実際の修了制作を見るとその水準の高さに驚く。ある食品メーカー系のIT企業に勤める受講生は、スープに添えるクルトンの製造工程において、AIを利用して異常品を検出する技術を考案したという。また、音楽産業に勤める受講生は、音を数値化することで、ピアノの上達を支援するアプリを開発した。いずれも本業のビジネスに結び付くものだが、何より受講生にとっては、技術を組み合わせて新たな価値を創造する経験ができたことに、大きな手応えを感じたに違いない。

さらに特筆すべきは、「スマートエスイー」に参加することにより、人的なネットワークも得られることだ。「さまざまな専門性を持つ、異業種の人たちと一緒にグループ演習をしたり議論をしたりすることで、新たな気づきや発見が得られたという声も少なくありません。修了生同士の情報交換会や、実際にビジネスの場でコラボレーションするような事例も生まれています」。むろん、講師とのつながりも大きな財産になるだろう。

正規修了後の受講生には、大学院進学や共同研究への発展につながる情報が定期的に発信され、人的なネットワーク形成をさらに後押ししているという。

情報共有・交流のできるコンソーシアムを設立

「スマートエスイー」は毎年12月ごろに募集が開始される。20年度(第3期)はこの4月に講義が始まる。次期の募集開始まで時間があるが、それまでに同プログラムに触れる機会もある。

うれしいニュースとして、秋からは正規履修のライト版として「コース履修(3コース)」の実施を予定しているという。コースは「組込みIoTプロフェッショナル」「システムオブシステムズ・品質アーキテクト」「クラウド・ビジネスイノベーター」の3つで、いずれもLMS(ラーニング・マネジメント・システム)、オンデマンド学習、日本橋キャンパスでの実践などを組み合わせて行われる。
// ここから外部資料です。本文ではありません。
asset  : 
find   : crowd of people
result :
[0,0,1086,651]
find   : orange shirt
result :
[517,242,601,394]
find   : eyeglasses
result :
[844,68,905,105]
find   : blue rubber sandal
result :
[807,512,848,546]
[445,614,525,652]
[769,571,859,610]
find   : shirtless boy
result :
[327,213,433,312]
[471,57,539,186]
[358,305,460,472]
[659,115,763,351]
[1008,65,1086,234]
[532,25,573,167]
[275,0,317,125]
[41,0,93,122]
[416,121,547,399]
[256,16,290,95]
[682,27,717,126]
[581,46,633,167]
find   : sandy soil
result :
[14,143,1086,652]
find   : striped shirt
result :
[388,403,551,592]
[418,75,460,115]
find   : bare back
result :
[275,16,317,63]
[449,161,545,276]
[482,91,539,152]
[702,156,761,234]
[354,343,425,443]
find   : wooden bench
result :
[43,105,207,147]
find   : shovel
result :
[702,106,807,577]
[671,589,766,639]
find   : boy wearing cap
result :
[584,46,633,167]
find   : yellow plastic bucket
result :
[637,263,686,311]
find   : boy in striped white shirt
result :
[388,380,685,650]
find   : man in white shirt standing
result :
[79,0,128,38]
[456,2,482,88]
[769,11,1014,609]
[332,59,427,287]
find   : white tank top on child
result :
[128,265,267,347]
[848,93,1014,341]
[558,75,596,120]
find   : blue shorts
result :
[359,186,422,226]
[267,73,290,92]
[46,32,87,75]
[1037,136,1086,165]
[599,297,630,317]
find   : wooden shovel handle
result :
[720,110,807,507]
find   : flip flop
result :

定員は30人で、入学条件、受講料は検討中だ。

このほかにも、修了生はもとより、受講を検討している人も利用できるのが、「スマートエスイーコンソーシアム」だ。コンソーシアムは会員企業、連携大学との相互交流を通じてスマートエスイー人材の育成と活躍の場の拡大、産学や領域を超えた「共創」の場となることを目指すものだ。交流会、公開シンポジウム、セミナー、勉強会などが定期的に開催されており、入会は無料だ。

例えば、調査研究ワーキング活動では、「DX時代のビジネス戦略・要求調査研究」をテーマに、全8回のワークショップを開催中である。今後もコンソーシアム会員からのアイデアで、新しい活動を生み出していく予定だ。

またコンソーシアム会員に限定して、科目のスポット履修も受け入れている。

「『スマートエスイー』に関心をお持ちの方には、ぜひコンソーシアムにも参加いただきたい」と鷲崎氏が話すように、まずは会員登録し、気軽に参加したいところだ。

本事業は、文部科学省平成29年度「成長分野を支える情報技術人材の育成拠点の形成(enPiT)」enPiT-Proの採択事業です。理工学術院総合研究所最先端ICT基盤研究所と情報理工・情報通信専攻が運営主体となり、データ科学総合研究教育センター事業の一環としても位置付けて進めています。